Wakil Ketua DPRD Samarinda, Subandi saat memberikan sambutan kepada warga di Jalan Karang Mulia, Kelurahan Lok Bahu, Sungai Kunjang pada acara syukuran disemenisasinya Jalan tersebut. (Infokaltim.id/Suhardi).

Infokaltim.id, Samarinda- Wakil Ketua DPRD Samarinda, Subandi menghadiri undangan warga dalam rangka syukuran atas terealisasinya semenisasi Jalan Karang Mulia, Kelurahan Lok Bahu, Kecamatan Sungai Kunjang, Rabu (29/9/2021).

Subandi mengatakan, acara syukuran yang digelar oleh warga lantaran selama 40 tahun Jalan Karang Mulia tidak pernah dilakukan semenisasi. Sementara ini telah selesai dilakukan pengecoran, sehingga warga merasa senang, akses jalan yang dinanti bertahun-tahun telah mulus dan memudahkan untuk beraktivitas lebih lancar.

“Semenisasi jalan itu dinikmati warga terutama RT 18, 19 dan 21,” ungkap Subandi.
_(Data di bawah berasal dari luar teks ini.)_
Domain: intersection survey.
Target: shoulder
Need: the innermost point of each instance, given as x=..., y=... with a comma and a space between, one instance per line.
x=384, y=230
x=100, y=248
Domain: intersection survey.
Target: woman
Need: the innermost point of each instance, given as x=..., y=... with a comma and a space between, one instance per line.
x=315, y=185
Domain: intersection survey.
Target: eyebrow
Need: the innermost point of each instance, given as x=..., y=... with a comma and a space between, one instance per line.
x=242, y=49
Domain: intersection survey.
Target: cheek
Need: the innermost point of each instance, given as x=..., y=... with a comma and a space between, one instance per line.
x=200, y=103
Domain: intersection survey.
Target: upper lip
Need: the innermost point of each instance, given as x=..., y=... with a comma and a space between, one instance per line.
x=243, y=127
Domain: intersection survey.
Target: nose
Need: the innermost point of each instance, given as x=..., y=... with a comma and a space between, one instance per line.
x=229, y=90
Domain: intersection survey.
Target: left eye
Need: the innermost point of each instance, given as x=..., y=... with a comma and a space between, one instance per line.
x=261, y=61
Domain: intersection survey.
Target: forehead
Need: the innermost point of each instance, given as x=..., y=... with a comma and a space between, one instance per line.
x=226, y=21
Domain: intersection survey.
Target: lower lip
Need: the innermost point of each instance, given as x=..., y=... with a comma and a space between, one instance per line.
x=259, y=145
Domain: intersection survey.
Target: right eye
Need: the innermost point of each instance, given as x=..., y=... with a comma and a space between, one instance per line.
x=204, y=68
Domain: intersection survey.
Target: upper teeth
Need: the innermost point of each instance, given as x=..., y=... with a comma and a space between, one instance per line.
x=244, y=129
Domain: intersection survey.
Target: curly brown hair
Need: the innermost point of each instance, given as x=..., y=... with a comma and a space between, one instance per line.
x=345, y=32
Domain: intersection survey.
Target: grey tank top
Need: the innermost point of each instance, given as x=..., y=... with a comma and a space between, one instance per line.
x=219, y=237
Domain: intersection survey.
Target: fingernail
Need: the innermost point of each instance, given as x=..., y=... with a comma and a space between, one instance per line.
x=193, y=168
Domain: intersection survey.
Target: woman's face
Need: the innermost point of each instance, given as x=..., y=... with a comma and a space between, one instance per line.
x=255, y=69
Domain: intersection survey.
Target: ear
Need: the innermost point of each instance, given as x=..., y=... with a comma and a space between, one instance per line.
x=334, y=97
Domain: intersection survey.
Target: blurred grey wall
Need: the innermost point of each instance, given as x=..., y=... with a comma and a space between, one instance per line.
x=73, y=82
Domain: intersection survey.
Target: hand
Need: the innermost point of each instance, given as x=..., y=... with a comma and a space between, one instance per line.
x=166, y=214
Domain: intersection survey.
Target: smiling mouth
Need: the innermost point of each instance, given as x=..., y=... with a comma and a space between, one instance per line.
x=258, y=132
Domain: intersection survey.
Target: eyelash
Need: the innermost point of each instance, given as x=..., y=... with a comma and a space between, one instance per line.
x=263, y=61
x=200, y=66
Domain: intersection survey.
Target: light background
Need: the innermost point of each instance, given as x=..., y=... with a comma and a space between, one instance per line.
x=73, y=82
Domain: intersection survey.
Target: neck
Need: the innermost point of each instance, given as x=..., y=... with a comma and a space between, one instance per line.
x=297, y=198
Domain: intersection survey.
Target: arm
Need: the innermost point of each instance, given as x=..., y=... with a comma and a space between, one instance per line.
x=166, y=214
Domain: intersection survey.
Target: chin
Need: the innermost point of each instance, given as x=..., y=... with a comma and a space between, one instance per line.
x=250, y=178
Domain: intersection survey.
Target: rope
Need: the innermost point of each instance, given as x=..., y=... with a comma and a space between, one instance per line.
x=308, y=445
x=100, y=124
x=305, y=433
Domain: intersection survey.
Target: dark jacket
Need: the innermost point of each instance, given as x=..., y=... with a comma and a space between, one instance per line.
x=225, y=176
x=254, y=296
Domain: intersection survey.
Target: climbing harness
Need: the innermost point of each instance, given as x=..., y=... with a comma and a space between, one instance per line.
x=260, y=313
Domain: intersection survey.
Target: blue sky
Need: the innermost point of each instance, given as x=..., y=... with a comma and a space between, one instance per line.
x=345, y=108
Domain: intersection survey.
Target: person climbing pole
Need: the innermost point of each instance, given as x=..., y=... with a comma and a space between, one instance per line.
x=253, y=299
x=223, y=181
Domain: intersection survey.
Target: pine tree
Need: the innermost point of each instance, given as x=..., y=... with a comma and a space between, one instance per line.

Warga setempat pun antusias melaksanakan acara syukuran atas direalisasikan pembangunan jalan Karang Mulia. Warga pun hadir duduk bersama di atas jalan yang sudah disemenisasi.

Politikus PKS tersebut mengakui, masih banyak akses jalan yang belum dilakukan pengecoran. Kerena keterbatasan anggaran, jika semua usulan masyarakat itu diakomodir, maka anggaran bisa mencapai 20 triliun.

“Sedangkan dana APBD Samarinda hanya mencapai 3 triliun, itu pun lebih banyak membayar pegawai pemerintahan, sisanya untuk pembangunan infrastruktur yang prioritas saja,” ujarnya.

Lanjut dia, sehingga tidak bisa semua program infrastruktur tidak diakomodir dalam setiap anggaran, hanya bisa menunggu giliran untuk dibangun, realitasnya jika warga dapat menikmati jalan yang mulus menanti sampai 40 tahun.

Namun, dikatakan Subandi, bahwa ada program Wali Kota Samarinda, Andi Harun bakal merealisasikan janjinya untuk mengelontorkan dana yang diperuntukan setiap RT sebesar 100-300 juta, dengan dana tersebut setiap RT dapat memanfaatkan pembangunan sarana dan prasarana sesuai kebutuhan warga setiap RT.

“Program itu masuk dalam visi-misi Andi Harun, sementara program itu sudah dibahas bersama DPRD Samarinda, 2022 mendatang bakal digelontorkan setiap RT,” pungkasnya.

Program tersebut, dijelaskan Subandi, bahwa setiap RT boleh memanfaatkan dana itu dengan belanja 60 persen untuk infrastruktur dan 40 persen untuk pembangunan sosial.

“Jadi kalau ibu-ibu butuh rebanan bisa dianggarkan lewat dana RT tersebut,” tutur Subandi.

Dengan ucapan yang dilontarkan Subandi tersebut, ibu-ibu yang hadir dalam acara syukuran sontak merasa senang dengan adanya program yang dicanangkan oleh Wali Kota Samarinda, Andi Harun.